3. Budaya Impunitas dan Normalisasi di Masyarakat
Yang paling berbahaya adalah ketika korupsi tidak lagi dianggap kejahatan luar biasa, melainkan “hal biasa”. Masyarakat sering toleran: “semua orang juga begitu”, “yang penting bagi-bagi”, atau “sudah biasa di birokrasi”. Pelaku sendiri melakukan rasionalisasi (“saya sudah berjasa”, “gaji tidak cukup”, “sistemnya memang korup”). Rasa malu hilang, nurani tumpul.
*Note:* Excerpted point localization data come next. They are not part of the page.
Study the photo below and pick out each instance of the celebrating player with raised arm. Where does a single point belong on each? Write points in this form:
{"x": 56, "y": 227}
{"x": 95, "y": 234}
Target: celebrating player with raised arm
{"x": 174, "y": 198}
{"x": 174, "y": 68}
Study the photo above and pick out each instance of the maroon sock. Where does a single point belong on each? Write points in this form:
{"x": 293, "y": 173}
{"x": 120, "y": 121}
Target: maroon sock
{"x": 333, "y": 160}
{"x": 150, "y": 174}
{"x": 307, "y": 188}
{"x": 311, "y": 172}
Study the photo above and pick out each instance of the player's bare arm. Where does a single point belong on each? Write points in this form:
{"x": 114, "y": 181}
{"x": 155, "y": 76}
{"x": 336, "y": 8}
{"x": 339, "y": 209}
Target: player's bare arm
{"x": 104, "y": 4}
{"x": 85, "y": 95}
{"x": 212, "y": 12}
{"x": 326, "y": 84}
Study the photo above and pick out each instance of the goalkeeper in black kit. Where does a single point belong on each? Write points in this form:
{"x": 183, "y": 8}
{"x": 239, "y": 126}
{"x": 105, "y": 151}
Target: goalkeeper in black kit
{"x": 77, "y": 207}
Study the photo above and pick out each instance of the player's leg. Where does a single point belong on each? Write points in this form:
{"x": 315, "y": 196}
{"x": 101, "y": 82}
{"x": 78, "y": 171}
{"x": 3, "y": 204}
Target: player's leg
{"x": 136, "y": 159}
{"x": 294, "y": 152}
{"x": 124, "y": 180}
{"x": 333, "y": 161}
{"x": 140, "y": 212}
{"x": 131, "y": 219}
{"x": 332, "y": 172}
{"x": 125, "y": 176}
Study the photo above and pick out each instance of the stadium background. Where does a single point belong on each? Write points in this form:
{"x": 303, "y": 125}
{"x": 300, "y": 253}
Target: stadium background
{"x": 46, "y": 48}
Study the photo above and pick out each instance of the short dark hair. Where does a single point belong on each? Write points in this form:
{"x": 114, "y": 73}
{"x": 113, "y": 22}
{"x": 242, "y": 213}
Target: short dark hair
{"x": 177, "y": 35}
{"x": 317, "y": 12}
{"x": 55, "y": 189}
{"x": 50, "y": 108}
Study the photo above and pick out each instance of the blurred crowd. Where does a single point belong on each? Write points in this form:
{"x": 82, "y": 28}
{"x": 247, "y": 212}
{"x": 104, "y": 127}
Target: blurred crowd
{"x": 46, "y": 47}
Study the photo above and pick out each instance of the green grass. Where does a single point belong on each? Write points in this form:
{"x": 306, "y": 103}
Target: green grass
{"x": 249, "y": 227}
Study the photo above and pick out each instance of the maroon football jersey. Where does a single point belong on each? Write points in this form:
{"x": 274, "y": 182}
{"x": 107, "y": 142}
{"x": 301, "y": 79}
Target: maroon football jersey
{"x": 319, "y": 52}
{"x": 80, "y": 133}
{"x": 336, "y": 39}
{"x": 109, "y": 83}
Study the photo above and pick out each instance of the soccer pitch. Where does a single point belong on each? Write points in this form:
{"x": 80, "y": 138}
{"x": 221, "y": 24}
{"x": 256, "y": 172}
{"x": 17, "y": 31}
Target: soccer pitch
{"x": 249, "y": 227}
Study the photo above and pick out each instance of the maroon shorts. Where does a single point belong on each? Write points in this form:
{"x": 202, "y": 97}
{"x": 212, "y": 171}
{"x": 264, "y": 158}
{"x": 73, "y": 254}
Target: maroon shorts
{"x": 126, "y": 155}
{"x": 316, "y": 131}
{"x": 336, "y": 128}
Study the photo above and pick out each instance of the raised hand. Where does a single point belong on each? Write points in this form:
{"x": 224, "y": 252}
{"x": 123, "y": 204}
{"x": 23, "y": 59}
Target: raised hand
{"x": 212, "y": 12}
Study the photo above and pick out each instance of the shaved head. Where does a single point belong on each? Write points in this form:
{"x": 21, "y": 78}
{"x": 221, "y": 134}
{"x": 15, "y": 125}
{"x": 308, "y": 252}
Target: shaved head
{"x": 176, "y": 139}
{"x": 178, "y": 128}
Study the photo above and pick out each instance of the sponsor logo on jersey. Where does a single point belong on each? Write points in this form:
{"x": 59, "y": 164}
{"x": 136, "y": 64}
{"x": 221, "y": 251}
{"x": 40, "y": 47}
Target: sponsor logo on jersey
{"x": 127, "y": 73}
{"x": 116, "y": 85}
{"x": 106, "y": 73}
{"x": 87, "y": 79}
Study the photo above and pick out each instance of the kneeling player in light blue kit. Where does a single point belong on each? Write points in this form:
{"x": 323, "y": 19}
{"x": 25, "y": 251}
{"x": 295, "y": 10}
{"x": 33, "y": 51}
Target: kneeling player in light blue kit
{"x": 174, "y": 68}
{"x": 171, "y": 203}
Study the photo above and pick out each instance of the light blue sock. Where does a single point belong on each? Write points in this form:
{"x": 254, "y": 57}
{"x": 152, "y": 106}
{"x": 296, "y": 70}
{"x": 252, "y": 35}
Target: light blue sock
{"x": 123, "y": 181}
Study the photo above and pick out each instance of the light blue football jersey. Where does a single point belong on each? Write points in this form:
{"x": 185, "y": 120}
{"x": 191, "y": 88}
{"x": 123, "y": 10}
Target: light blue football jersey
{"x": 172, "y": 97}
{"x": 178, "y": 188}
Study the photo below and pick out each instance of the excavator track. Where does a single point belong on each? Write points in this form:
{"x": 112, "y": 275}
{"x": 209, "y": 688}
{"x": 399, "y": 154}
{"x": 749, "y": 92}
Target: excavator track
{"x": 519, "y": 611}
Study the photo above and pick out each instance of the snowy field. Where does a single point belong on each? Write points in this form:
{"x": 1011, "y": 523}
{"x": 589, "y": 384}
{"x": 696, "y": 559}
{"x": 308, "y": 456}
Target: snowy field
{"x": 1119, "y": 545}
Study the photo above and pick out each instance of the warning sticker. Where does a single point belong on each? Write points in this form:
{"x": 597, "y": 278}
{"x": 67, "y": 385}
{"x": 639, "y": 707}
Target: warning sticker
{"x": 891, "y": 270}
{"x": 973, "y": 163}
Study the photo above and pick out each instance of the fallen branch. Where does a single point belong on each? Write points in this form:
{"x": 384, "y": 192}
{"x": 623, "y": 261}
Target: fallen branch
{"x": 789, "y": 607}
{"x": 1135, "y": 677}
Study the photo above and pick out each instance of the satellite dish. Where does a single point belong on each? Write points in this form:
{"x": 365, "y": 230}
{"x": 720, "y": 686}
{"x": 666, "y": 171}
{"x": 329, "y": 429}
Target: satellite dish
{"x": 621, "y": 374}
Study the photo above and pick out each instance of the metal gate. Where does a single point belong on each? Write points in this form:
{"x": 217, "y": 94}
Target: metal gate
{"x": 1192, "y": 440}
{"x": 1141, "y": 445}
Ketika elite yang terbukti korupsi masih diterima di lingkungan sosial dan politik, dan ketika media serta publik mudah digeser perhatiannya dengan isu lain, maka tekanan sosial terhadap pelaku hampir tidak ada. Impunitas menjadi budaya, bukan sekadar kegagalan hukum.
Kesimpulan Kritis
Ketiga hal ini saling mengunci. Hukum yang lemah memberi ruang, jaringan politik memberi perlindungan, dan budaya normalisasi memberi legitimasi sosial. Hasilnya: pejabat korupsi bisa tetap tenang, bahkan tersenyum, karena sistem memang tidak benar-benar mengancam mereka.
Pemberantasan korupsi tidak akan cukup dengan OTT sesekali atau pidato moral. Selama struktur insentif (risiko rendah + proteksi politik + normalisasi) tidak diubah secara fundamental lewat penegakan hukum tanpa pandang bulu, reformasi biaya politik, perampasan aset yang tegas, dan perubahan budaya maka “aman dan damai” akan terus menjadi hak istimewa para pejabat yang korup.
Itulah ironi terbesar: di negara yang konon anti-korupsi, korupsi justru menjadi salah satu cara paling aman untuk tetap berkuasa.